De tout votre cœur, pas seulement du bout des lèvres, pas seulement parce que vous y avez intérêt, mais parce que c’est votre désir profond, parce que votre cœur sait où est son vrai repos. Souvenez-vous de ce beau refrain : Tu nous as fait pour toi, Seigneur, et notre cœur est sans repos, tant qu’il ne demeure en toi. Nos soifs les plus profondes, Dieu seul sait les étancher. Revenir vers lui de tout notre cœur, c’est reconnaître cela.
Dans le jeûne, les larmes et le deuil, parce qu’ils sont les moyens sûrs et efficaces pour exprimer ce que le fond de notre cœur n’arrive pas toujours à faire parvenir jusqu’à nos lèvres.
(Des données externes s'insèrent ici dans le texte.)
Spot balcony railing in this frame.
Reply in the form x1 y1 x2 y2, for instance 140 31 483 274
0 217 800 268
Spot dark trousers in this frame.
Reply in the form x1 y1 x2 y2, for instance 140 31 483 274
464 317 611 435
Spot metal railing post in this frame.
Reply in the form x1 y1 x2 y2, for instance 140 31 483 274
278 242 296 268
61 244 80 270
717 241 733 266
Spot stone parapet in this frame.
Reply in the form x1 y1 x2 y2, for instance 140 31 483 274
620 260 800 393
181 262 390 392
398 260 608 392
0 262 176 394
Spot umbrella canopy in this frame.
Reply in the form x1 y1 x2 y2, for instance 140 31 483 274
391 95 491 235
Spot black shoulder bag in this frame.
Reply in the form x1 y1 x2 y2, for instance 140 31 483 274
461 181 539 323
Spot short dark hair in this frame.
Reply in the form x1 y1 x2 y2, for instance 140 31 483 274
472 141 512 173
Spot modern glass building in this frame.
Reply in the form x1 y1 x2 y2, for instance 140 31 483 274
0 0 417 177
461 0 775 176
Le psalmiste a su le faire admirablement dans ce psaume 50 que nous avons antiphoné ensemble : Pitié pour moi, mon Dieu, dans ton amour, selon ta grande miséricorde efface mon péché. Lave-moi tout entier de ma faute, purifie-moi de mon offense. Oui, je connais mon péché, ma faute est toujours devant moi. Contre toi, et toi seul, j’ai péché, ce qui est mal à tes yeux, je l’ai fait. Voilà exprimé avec des mots le jeûne, les larmes et le deuil. Un psaume à prier souvent en ce temps de Carême.
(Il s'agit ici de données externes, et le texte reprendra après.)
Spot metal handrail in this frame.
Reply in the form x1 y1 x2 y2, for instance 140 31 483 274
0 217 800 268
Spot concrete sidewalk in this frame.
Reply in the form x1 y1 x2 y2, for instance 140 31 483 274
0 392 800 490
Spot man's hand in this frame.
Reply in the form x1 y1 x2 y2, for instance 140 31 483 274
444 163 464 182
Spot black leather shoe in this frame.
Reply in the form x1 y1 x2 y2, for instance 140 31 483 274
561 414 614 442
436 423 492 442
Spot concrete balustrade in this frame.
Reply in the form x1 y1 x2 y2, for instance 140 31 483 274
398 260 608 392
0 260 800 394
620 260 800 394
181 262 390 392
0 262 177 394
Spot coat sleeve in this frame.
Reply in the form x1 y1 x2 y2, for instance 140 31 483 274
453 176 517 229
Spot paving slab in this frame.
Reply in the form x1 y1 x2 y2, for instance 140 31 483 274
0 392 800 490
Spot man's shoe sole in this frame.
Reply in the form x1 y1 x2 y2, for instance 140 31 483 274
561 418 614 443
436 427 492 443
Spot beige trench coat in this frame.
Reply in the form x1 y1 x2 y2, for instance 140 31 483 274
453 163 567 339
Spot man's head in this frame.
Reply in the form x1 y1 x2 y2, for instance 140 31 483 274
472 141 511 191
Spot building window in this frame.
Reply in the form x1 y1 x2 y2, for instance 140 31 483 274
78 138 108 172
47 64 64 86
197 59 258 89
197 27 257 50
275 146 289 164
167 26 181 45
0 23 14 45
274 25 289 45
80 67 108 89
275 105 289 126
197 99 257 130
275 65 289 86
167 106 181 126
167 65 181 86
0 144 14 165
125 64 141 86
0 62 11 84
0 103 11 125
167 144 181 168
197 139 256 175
Revenez à moi de tout votre cœur, dans le jeûne, les larmes et le deuil. Nous comprenons bien que cela ne peut se faire la bouche en cœur et la fleur au fusil. Nous avons peut-être du mal à nommer clairement notre péché, mais nous avons la conscience claire de nous être éloignés de Dieu, lentement, mais sûrement. Le retour ne peut se faire avec tambours et trompettes parce que nous ne sommes pas fiers de nous. Mais nous sommes heureux de ce Dieu qui est tendre et miséricordieux, lent à la colère et plein d’amour, renonçant au châtiment. Qu’est-ce qu’un temps de jeûne, que sont nos larmes, qu’est notre deuil de nous-mêmes, de notre orgueil, face à cet immense amour de Dieu pour nous ? Juste le signe de la sincérité de notre cœur. Nous ne revenons pas à lui parce que le calendrier et la liturgie nous disent de le faire, parce que c’est Carême ; nous revenons à lui parce que nous mesurons pleinement que notre vie loin de Lui n’est que peine et misère, cendres et poussières.
Hier,
nous portions peut-être un masque de carnaval, jouant à être quelqu’un d’autre.
Ne portons pas les cendres que nous allons accueillir comme un masque. Devant Dieu,
nous ne pouvons pas jouer à être quelqu’un d’autres. Devant Dieu, nous nous
présentons en vérité : et notre vérité, c’est que sans lui, nous ne sommes
que cendres et poussières. C’est lui qui, en soufflant sur nous son Esprit,
donne vie à nos cendres et poussières. C’est lui, et lui seul, qui nous fait
vivre pleinement, réellement. Présentons-nous devant lui, marqués de ces
cendres, marqués par les limites de notre existence. Il saura nous transformer,
il saura nous fait vivre. Sa Parole nous fait vivre. Quarante jours nous sont
donnés pour réapprendre à vivre de Lui. Revenons à lui de tout notre cœur. Amen.